As in the sceenshot of this thread: https://github.com/Lightricks/ComfyUI-LTXVideo/issues/283
You might also need to change the transformers version, which works like this:
from your folder ComfyUI_windows_portable\python_embeded:
python.exe -m pip uninstall transformers
python.exe -m pip install transformers==4.49.0
to check installed version, try this:
python.exe -m pip show transformers
With latest ComfyUi update and Lightricks (LTX 2) updates, LTXPE might no longer work
I have an issue that no nodes are marked as missing in the manager. But a lot are still showing as red these nodes are:
When i try to run it keeps saying:
Cannot execute because a node is missing the class_type property.: Node ID '#96'
Node ID 96 is FinalFrameSelector
Hi, those missing nodes are from this custom-node repo: https://github.com/giriss/comfy-image-saver
In comfyui manager the pack is named "Save Image with Generation Metadata"

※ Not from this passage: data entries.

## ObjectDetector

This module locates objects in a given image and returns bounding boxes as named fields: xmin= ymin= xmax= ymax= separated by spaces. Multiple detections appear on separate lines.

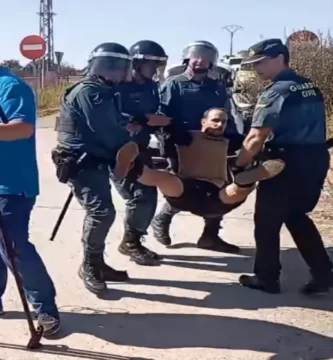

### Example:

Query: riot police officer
xmin=54 ymin=43 xmax=132 ymax=293
xmin=111 ymin=40 xmax=168 ymax=265
xmin=236 ymin=39 xmax=333 ymax=294
xmin=152 ymin=41 xmax=240 ymax=253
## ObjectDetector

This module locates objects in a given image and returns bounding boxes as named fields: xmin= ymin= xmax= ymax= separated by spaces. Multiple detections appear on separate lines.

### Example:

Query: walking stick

@tremolo28 Thanks a lot that solved all issues expect the one with node 196:
FinalFrameSelector node is apparently missing.

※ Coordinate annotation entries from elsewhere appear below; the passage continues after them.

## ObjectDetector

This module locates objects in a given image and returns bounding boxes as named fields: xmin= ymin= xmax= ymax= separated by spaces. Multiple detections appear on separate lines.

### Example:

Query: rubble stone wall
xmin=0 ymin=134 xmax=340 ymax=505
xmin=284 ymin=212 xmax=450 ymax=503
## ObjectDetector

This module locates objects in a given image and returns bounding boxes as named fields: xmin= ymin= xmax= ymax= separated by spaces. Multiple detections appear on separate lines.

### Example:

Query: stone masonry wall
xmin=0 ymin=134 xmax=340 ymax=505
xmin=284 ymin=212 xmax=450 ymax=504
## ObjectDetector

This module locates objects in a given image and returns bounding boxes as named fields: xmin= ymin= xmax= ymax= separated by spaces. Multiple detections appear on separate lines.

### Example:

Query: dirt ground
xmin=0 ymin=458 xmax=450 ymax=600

I googled this node and even installed
https://github.com/DoctorDiffusion/ComfyUI-MediaMixer
Along with what you suggested the
https://github.com/giriss/comfy-image-saver/blob/main/nodes.py
But it is getting stuck on node 196/FinalFrameSelector
The workflow file is
Wan2.2_14B_I2V_Lora_Florence_LightX-2.json
@db9s The Mediamixer Link you have provided is the right one, FinalFrameSelector seems to be installed, but not working properly on your setup. I rememeber I had a similar issue after a comfy update, but dont recall how I resolved it. Think I had a mismatching transformer version installed.
Can you go to your comfy/python_embeded folder and check the version by entering: python.exe -m pip show transformers
you can change the version with this to transformer version 4.49 in comfy/python_embeded:
python.exe -m pip uninstall transformers
python.exe -m pip install transformers==4.49.0
(note your current installed Version , so you can go back if needed)
Hope this helps.
@tremolo28 I downloaded "Save Image with Generation Metadata" but its still throwing the error referring to Node ID #96
@suille1 Node #196 (final frame selector) is from this repo: https://github.com/DoctorDiffusion/ComfyUI-MediaMixer
Maybe try uninstall and re-install, see install instructions. Hope it helps
I got same issue. please help
@tremolo28 This doesn't work. For whatever reason ComfyUI refuses to install this node. I have tried multiple times, selected both the latest version and nightly, and it refuses to install.
@sexytimesalycat2 if you chose the LongLook workflow, you can delete that "final frame" nodes, those are view only. Last frame will be injected anyway.
I have that node installed on mutliple comfy versions and no issue, some people report problems to install tho. Comfy can be a pain sometimes...
Is there any version that accepts high and low safetensor ? This workflow is using GGUF.
Hi, you can just swap the two "Unet Loader" Nodes (GGUF) with "Load Checkpoint" Nodes (Safetensor)
Here are some alternative Wan 2.2 14B GGUF models with improved animation. Bypass the LightX Lora loaders, as those Loras are already baked in. NSFW ready:
1. Smoothmix:
https://huggingface.co/Bedovyy/smoothMixWan22-I2V-GGUF/tree/main
2. DaSiWa-WAN 2.2 I2V 14B TastySin
https://civitai.com/models/2190659?modelVersionId=2467097
Smoothmix is great if you are tired of slowmo clips, it better reproduces natural speed of motion. Not perfect, but far better than vanilla Wan2.2 lightx model/lora
preferring the tastysin over the smoothmix by far.. much more natural.